Я с удивлением посмотрел на него. Он ничего не ответил и полез из палатки.

— Держите,— через минуту услышали мы его. Он подавал нам снятый с лодки мотор. Это был восьмисильный изрядно обшарпанный «Ветерок». Едва мы сняли с него крышку, как сразу же и увидели все его несчастье. Путешественники перепутали провода от магнето к свечам, и, конечно же, никакими силами мотор нельзя было запустить. Мы прокалили на примусе свечи, заодно установили зазор в контактах прерывателя, и я поволок мотор в лодку.

— Зачем ты их настраиваешь?— недовольно спросил я Димку,

— А ты слышал, что у них тетка больная,— буркнул он, с сопением ломая какие-то палки.

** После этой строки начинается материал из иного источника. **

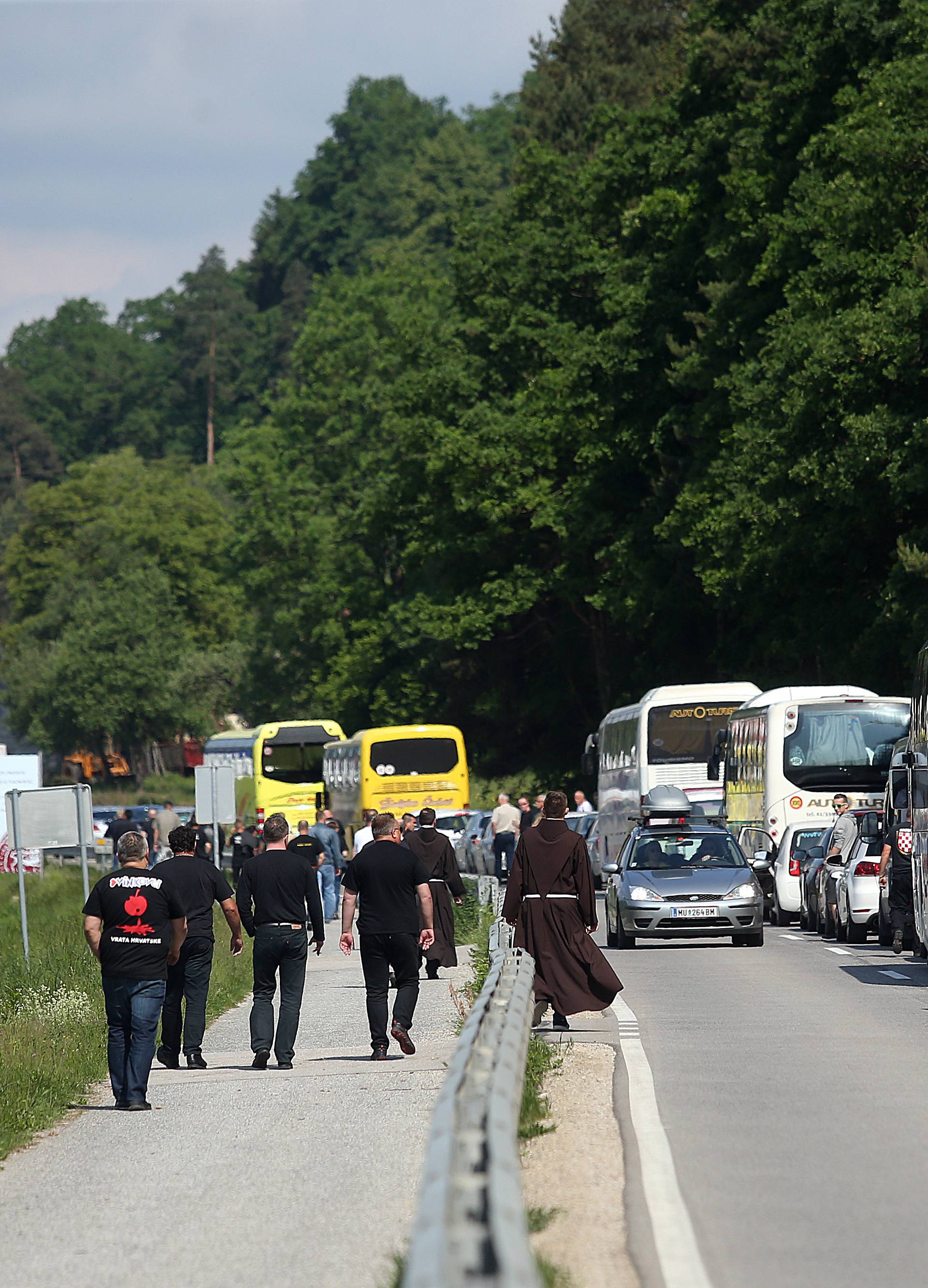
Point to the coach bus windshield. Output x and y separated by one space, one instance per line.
830 745
412 757
685 734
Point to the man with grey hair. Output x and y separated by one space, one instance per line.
506 822
134 924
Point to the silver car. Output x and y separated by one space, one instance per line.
683 883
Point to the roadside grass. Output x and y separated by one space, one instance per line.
52 1018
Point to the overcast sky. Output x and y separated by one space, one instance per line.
136 133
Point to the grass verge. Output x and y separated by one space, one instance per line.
52 1019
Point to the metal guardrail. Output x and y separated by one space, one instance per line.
471 1228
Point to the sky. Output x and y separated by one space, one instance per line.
136 133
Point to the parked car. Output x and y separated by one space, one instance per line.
787 897
859 892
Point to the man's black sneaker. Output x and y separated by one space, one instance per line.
400 1035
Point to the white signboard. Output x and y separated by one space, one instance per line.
225 794
53 817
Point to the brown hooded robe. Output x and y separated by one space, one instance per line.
435 849
570 972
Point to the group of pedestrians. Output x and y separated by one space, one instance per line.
151 929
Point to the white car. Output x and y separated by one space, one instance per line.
859 890
787 871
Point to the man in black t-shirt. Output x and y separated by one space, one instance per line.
199 885
134 924
393 885
899 845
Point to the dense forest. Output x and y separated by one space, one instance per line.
511 414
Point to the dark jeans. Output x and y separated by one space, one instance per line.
133 1008
901 901
505 845
378 955
188 981
277 948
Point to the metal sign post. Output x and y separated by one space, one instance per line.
14 798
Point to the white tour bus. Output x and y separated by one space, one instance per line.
666 738
789 750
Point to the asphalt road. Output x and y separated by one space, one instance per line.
238 1178
792 1081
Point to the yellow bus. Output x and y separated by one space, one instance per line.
397 769
279 768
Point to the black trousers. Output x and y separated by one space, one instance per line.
188 981
901 900
277 950
378 955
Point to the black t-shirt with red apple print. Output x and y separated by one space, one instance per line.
136 907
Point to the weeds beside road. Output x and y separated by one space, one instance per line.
52 1019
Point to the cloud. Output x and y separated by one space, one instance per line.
134 134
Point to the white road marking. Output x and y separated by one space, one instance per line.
675 1238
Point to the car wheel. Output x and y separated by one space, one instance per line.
856 931
611 935
780 915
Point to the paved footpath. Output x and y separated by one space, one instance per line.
240 1178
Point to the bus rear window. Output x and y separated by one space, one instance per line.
412 757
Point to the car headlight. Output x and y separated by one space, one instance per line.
743 892
640 894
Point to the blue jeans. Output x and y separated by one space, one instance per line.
329 890
133 1009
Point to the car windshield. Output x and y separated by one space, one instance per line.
843 742
716 850
412 757
685 734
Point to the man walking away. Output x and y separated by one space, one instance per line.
390 879
506 821
551 902
119 827
244 845
276 894
167 821
365 835
439 859
842 843
134 924
580 804
333 861
199 884
899 846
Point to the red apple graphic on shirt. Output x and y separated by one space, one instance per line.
134 906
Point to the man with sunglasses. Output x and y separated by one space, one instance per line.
842 843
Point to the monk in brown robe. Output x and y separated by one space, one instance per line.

Со второй попытки мотор заработал, и, услышав его, парнишки полезли из палатки.

— А ну-ка обратно!— загнал их Димка. Из найденного в лодке брезента он соорудил над кормой навес, выдернув для этого несколько гвоздей из сиденья и борта.

— Теперь, рыбаки, слушайте курс,—сказал он, вернувшись в палатку.— Прямо — до речки и право на борт, как выйдете на нее. Идти средним ходом. Возьмите вот эту штуку — она далеко светит.— Он достал из кармана и отдал им свой четырех батарейный фонарь.— Уразумели?